A final thought: my God, I love the draft.
First order of business: moving forward Patrik Laine has signed a new contract. He has been a restricted free agent since July 13, but the Blue Jackets hope to sign him to a long-term contract that will continue through his years as an unrestricted free agent.
But Kekäläinen has an equally big challenge in clearing space among their forwards. The Blue Jackets have 17 forwards who are either NHL veterans, players now set to become NHL regulars, and players of considerable value who would need waivers to be sent to AHL Cleveland.
Left wing: Patrik Laine, Gus Nyquist, Alexandre Texier, Yegor Chinakhov, Kent Johnson, Eric Robinson and Liam Foudy.
CenterBoone Jenner, Cole Sillinger, Jack Rosloivic, Sean Kuraly, Justin Danforth
Right wing: Jakub Voracek, Oliver Bjorkstrand, Kirill Marchenko, Emil Bemstrom, Mathieu Olivier.
Something has to give.
You might think Foudy and Bemstrom don’t belong on this list, but both players will need waivers to go to the AHL this season. It’s not the end of the world if Bemstrom is claimed, but losing Foudy — a first-round pick (No. 18 overall) in 2018 would be hard to swallow.

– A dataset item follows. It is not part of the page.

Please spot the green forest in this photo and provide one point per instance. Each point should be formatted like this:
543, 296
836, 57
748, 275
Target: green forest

Kekäläinen must also be careful here. The only way to get something of value is to trade a top player. Nyquist is heading into the final year of his contract at Columbus, but Kekäläinen doesn’t want to play under that club’s veteran managers unless he has to, and Nyquist is a proud and respected leader.

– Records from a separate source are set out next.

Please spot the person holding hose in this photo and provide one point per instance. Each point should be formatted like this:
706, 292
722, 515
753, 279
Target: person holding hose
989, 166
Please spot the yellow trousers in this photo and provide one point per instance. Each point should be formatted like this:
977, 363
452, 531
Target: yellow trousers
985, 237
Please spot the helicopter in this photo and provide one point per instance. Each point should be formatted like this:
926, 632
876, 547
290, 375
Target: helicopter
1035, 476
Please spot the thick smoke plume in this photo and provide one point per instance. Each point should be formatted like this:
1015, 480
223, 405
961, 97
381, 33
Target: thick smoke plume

But if he trades the depth guys – Foudy, Bemstrom, Robinson, etc. – the return will likely be prospects or mid-to-late-round draft picks.

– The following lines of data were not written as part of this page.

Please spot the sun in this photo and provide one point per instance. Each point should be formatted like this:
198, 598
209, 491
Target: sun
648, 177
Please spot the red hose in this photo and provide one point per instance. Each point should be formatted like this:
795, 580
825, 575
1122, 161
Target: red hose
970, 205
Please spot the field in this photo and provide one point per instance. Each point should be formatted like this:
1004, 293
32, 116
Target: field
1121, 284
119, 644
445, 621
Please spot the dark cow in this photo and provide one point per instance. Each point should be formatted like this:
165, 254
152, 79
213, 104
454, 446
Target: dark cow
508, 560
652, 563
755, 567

This list does not include players like Carson Meyer, Joshua Dunne, Trey Fix-Wolansky, who are on the AHL/NHL bubble.
The Blue Jackets are trying to reshape their back-end, and Kekäläinen has been aggressive in that pursuit in recent days.
He was in trade talks with Tampa Bay for veteran defenseman Ryan McDonagh before the Lightning traded him to Nashville, which should explain how intently Kekäläinen intends to make some big changes. McDonagh, 33, has four years left on his contract at $6.75 million per season (AAV)
The Blue Jackets have Zach Werenski and Vladislav Gavrikov on the left side of their top two pairs. The right side, featuring Jake Bean, Nick Blankenburg, Adam Boqvist and Andrew Peeke, has plenty of candidates, but none ready for top pair service.
Acquiring a right-handed defender would make a lot of sense.
Those reportedly in the trade market are Montreal’s Jeff Petry, Edmonton’s Tyson Barrie and Vancouver’s Tyler Myers, but there could be other players on the move due to salary cap restrictions.
There’s also left-sided defenseman Jakob Chychrun from Arizona, who has been on the market for several months now while the Coyotes wait for the right offer. Chychrun is only 23 years old and has a very reasonable contract: three years remaining at $4.6 million AAV.
Kekäläinen’s strong preference would be to trade for a defender, not jump into the free agent market in pursuit of a better blue defender. Free agency is an expensive way to do business, especially in top NHL positions.